Он влез в тапки, дошел до джинсов, сваленных на стуле, и достал из кармана мобильный. Всего два номера – мамы и бабушки, даже папы не было. Миша подумал, что, когда вернется, обязательно возьмет у папы номер.
Сделал бы он это раньше – позвонил бы папе сейчас. Папа бы его утешил, сказал бы что-нибудь смешное или что-нибудь умное. А мама… мама, наверно, будет ругаться, что он не спит. Миша хлюпает носом, за окном взрывается петарда, и он от испуга тычет пальцем в зеленую кнопку.
Так Миша и будет вспоминать эту ночь через много лет: пустой гостиничный номер, маленький мальчик с дешевой старомодной «нокией», снег за окном, яркие вспышки фейерверков – и кажется, что он совсем один во всем мире.
Он будет вспоминать… если только конца света не случится.
– Некоторые христиане верят, что Христа распинают ежечасно, – говорит Александр, – не раз в десять лет, как здесь, а каждое мгновение, каждый миг, пока длится время и существует вечность. Точно также мы можем сказать, что конца света не будет, но мир кончается все время, каждое мгновение гибнет и появляется уже новенький. Перманентный конец света, этакий непрерывный суицид.
Раздаются Jingle Bells, навязчивая рождественская трель. Лиза, смущаясь, лезет в сумочку, достает старый айфон, говорит: Аллё, ты почему не спишь?
Значит, мальчик не спит, думает Александр. Наверно, даже хорошо. Ведь если идти куда-то вдвоем – то к ней в номер, она ведь даже намекнула, что собиралась ехать с подругой, номер взяла большой, оказался чуть ли не двухкомнатный, сын, мол, спит отдельно.

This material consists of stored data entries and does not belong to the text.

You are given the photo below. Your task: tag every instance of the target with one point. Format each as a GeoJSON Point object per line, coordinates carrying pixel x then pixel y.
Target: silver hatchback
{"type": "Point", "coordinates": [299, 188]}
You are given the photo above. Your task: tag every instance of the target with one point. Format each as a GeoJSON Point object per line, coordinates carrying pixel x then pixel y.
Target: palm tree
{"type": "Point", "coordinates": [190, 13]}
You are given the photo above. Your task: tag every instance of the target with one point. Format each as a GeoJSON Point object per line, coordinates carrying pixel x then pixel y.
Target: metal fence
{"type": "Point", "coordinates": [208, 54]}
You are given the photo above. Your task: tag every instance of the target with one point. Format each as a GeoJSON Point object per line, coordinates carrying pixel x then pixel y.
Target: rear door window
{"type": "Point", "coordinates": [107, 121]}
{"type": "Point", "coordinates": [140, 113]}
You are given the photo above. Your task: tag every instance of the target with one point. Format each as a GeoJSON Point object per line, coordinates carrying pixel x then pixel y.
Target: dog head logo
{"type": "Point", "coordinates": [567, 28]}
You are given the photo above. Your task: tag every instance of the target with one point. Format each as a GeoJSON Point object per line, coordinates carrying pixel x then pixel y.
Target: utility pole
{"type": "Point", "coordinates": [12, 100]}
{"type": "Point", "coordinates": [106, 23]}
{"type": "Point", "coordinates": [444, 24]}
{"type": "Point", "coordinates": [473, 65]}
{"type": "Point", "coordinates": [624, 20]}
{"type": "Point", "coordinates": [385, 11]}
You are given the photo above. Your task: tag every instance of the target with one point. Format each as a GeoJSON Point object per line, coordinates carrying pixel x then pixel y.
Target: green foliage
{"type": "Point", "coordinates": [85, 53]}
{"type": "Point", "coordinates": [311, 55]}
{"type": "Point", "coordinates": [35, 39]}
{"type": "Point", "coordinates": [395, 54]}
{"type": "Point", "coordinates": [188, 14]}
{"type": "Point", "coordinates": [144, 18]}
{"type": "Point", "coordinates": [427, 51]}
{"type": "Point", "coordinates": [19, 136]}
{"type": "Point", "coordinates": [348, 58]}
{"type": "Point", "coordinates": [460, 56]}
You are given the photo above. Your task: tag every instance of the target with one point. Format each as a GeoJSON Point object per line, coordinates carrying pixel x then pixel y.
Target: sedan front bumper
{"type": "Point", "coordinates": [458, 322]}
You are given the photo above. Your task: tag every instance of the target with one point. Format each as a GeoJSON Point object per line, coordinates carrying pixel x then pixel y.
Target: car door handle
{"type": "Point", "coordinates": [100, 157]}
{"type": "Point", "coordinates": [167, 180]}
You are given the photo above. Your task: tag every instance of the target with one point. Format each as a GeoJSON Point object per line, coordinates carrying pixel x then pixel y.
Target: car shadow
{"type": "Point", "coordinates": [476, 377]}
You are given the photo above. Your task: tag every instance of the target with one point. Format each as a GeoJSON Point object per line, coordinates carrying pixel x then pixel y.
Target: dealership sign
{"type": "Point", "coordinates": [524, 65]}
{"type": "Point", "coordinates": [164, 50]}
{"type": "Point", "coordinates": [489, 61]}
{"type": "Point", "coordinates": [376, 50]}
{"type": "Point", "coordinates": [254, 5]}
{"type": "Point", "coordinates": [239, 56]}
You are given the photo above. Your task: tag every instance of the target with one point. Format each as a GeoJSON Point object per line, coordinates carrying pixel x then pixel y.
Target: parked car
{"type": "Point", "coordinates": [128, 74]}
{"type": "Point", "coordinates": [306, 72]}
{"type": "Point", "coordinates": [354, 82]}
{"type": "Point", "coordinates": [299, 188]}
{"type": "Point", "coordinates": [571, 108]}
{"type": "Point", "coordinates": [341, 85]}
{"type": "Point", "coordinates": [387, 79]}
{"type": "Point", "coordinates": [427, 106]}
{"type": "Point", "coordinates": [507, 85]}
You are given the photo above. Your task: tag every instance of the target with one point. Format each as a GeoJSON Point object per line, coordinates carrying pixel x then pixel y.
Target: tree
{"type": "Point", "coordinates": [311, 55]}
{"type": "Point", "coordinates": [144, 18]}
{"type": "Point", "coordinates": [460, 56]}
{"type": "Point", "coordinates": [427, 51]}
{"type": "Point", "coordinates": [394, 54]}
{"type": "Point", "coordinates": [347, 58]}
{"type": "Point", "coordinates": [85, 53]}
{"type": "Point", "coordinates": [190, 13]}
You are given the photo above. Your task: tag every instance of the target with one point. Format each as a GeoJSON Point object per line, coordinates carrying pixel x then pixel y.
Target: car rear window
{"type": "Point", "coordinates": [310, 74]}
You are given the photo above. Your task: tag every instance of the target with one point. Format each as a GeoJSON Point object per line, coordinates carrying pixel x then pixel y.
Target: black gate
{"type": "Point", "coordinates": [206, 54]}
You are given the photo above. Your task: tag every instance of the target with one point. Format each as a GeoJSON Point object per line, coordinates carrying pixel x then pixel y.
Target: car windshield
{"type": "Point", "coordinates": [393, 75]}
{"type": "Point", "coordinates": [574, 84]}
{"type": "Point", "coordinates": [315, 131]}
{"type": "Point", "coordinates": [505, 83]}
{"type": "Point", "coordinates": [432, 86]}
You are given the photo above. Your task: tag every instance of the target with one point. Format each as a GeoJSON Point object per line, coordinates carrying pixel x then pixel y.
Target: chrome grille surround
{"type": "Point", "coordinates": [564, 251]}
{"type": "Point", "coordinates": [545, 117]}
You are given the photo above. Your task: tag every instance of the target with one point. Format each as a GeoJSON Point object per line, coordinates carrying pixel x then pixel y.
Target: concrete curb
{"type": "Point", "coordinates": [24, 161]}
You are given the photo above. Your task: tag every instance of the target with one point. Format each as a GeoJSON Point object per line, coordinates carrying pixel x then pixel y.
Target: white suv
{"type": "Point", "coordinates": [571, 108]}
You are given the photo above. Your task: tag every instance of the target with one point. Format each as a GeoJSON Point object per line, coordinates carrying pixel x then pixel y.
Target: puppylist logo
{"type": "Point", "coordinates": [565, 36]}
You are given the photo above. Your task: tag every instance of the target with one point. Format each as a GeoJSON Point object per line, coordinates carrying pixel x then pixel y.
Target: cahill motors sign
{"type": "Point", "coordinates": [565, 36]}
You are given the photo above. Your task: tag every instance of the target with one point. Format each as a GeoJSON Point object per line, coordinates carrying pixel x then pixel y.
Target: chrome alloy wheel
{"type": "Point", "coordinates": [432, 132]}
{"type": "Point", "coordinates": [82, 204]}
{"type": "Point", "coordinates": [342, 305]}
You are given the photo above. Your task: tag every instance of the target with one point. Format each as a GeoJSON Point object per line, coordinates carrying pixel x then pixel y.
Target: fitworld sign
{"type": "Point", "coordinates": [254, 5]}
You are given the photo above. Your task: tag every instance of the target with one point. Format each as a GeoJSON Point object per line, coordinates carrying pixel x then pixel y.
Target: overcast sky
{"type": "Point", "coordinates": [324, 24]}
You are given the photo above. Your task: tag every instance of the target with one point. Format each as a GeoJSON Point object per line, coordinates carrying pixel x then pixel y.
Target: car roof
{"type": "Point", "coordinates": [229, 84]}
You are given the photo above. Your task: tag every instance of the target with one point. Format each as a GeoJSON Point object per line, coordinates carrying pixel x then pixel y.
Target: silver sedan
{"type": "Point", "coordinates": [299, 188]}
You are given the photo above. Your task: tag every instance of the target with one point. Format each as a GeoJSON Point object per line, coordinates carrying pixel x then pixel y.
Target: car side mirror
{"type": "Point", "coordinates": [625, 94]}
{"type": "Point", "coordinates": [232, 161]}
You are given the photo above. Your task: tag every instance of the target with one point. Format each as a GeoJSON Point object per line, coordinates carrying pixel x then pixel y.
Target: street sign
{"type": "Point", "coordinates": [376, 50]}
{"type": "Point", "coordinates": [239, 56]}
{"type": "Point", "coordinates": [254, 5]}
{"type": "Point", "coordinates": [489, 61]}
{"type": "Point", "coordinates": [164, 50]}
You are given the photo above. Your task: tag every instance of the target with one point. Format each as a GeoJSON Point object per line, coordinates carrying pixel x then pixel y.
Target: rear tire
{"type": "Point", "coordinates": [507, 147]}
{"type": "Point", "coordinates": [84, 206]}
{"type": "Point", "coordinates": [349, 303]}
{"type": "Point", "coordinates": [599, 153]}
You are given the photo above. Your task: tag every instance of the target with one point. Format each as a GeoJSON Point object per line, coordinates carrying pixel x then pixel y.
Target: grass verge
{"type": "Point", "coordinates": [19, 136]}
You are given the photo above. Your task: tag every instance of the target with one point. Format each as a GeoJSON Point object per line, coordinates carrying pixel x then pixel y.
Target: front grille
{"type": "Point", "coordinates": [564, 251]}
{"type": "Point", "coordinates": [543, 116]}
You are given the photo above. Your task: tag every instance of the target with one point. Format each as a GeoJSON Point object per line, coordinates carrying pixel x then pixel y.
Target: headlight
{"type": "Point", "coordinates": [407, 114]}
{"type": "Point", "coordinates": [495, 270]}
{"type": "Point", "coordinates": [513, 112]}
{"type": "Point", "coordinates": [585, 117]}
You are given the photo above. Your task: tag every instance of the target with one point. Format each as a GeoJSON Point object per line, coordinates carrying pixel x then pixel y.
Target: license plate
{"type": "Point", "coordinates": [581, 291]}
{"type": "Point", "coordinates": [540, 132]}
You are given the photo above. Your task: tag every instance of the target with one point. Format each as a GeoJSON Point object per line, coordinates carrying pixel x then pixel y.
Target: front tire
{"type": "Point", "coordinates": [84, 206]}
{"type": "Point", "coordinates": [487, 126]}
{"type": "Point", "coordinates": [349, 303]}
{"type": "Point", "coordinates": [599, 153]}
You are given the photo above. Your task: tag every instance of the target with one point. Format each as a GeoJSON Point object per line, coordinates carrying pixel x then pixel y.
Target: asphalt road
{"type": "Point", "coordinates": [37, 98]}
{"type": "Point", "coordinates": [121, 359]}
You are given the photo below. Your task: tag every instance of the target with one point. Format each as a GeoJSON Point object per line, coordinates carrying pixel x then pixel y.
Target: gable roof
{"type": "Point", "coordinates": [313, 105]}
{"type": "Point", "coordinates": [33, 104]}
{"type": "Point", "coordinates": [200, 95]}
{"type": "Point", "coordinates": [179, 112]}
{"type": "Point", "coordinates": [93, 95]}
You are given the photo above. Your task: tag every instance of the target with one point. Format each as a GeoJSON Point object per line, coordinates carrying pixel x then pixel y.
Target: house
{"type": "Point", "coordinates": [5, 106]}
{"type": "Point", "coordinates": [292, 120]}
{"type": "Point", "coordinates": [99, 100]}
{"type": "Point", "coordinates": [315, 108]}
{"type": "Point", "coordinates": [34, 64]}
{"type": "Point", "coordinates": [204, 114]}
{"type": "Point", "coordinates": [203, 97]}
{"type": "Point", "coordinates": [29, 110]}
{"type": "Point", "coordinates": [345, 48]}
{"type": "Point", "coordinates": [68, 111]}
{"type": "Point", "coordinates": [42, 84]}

Лет десять назад Александр бы с радостью, да. На Ингу похожа и вообще… челочка, губки, глаза эти распахнутые… точно бы не удержался. По молодости был большой ходок. После развода, в тоске и бессоннице, как-то ночью попытался сосчитать, сколько у него было, – сбился со счета и уснул. Несколько раз повторял – сподручней, чем овец считать, лучше любого снотворного.
Может, оно и неправильно, что всех не упомнишь, – но, с другой стороны, с каждой ведь была любовь. Маленькая, но любовь.
Еще пару лет назад он так думал, про любовь. А теперь почему-то вспомнил, как еще до Яниного рождения был с Ингой в Гоа и повстречал там Митю с молодой женой. Инга тогда была та еще оторва, вечно его дразнила, стала строить Мите глазки, потом убежала в ночь, к морю, Митя рванул за ней, и пока они там говорили о чем-то в полосе прибоя, он как раз все с Митиной женой успел… как же ее звали? Совсем вылетело из головы, да и вообще почему-то стыдно вспоминать.
Совсем немножко, но стыдно.
Нет, думает Александр, никуда я с этой Лизой не пойду. Еще по одной – и к себе. Там спит в своей кроватке Яна – маленький белокурый ангел. Небось, раскрылась, как всегда, раскинула руки, разметала волосы по всей подушке… укрою получше – и спать.
Хорошо, что Инга ее со мной отпустила.
Доченька моя. Моя Яна. Вырастет – будет говорить по-немец ки, прощай, русский язык. Станет небось называть своим отцом этого Клауса, будь он неладен.
Александр вздыхает.
– Миша никак не уснет, – говорит Лиза с виноватой улыбкой, – но мы ведь никуда не спешим, правда?